The Power Restoration Rapid Deployment (PRRD) Task force Kapatid sent by Malacanang thru the National Electrification Administration (NEA) and the Philippine Rural Electric Cooperatives Association (PhilRECA) to assist FICELCO is now moving fast to achieve their target of restoring electricity to a large part of the island buy the first week of December, just over a month after typhoon Quinta and Rolly battered the province.

The 41 teams of linemen and equipment come from Benguet Electric Cooperative, Inc. (BENECO), Sorsogon Electric Cooperative, Inc. – 1 (SORECO 1), Batangas Electric Cooperative, Inc. – 1 (BATELEC 1), Batangas Electric Cooperative, Inc. – 2 (BATELEC 2), Iloilo Electric Cooperative, Inc. – 1 (ILECO 1), Iloilo Electric Cooperative, Inc. – 2 (ILECO 2), Aklan Electric Cooperative, Inc. (AKELCO), Antique Electric Cooperative, Inc. (ANTECO), Capiz Elctric Cooperative, Inc (CAPELCO), Guimaras Electric Cooperative, Inc. (GUIMELCO), Central Negros Electric Cooperative, Inc. (CENECO), Negros Occidental Electric Cooperative, Inc. (NOCECO), Northern Negros Electric Cooperative, Inc. (NONECO), Ticao Island Electric Cooperative, Inc. (TISELCO), Iloilo Electric Cooperative, Inc. – 3 (ILECO 3), and ONE MERALCO FOUNDATION.

FICELCO member-consumer-owners who are dissatisfied with the cooperative and are supporting its privatization should consider this: would these electric cooperatives from far-away islands and provinces send the same teams to help in power restoration efforts if a private company takes over FICELCO?

Judging from the sights we have seen in the immediate weeks after super typhoon Rolly, we can pick up several important lessons.

First, stock up on supplies like water, canned goods, coffee, sugar and the like, and, to a lesser extent, fuel for your vehicles.
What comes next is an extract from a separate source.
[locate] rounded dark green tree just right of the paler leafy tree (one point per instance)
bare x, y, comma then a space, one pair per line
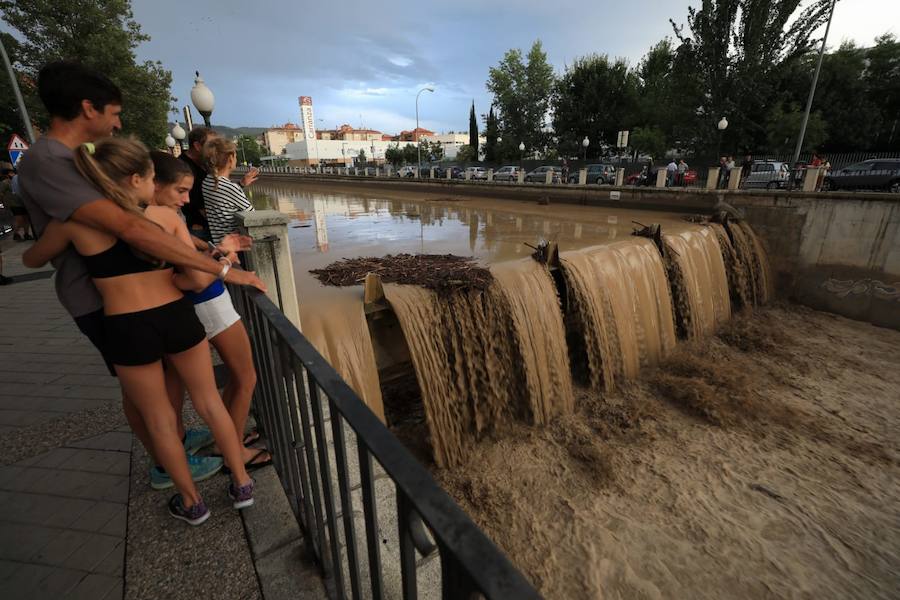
595, 98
Second, in times of calamity, cash is king and credit is not good. Have at least a month’s worth of spending cash available.

Third, always have that generator in working condition, making it run for 15 minutes twice a month.
Fourth, if you have some money, spend it on typhoon-proofing your windows, doors and aircon frames or replacing decade-old GI sheets.

Fifth, wrap valuable gadgets and equipment, vital documents and memorabilia in plastic.

THE SPEECH. The managing director was scheduled to speak at an important convention, so he asked Jenkins, one of his employees, to write him a punchy, twenty-minute speech. When the MD returned from the big event, he was livid.

“What’s the idea of writing me an hour-long speech?” he raged at Jenkins. “Half the audience walked out before I was finished.”

Jenkins was baffled.

“I wrote you a twenty-minute speech,” he said. “I also gave you the two extra copies you asked for.”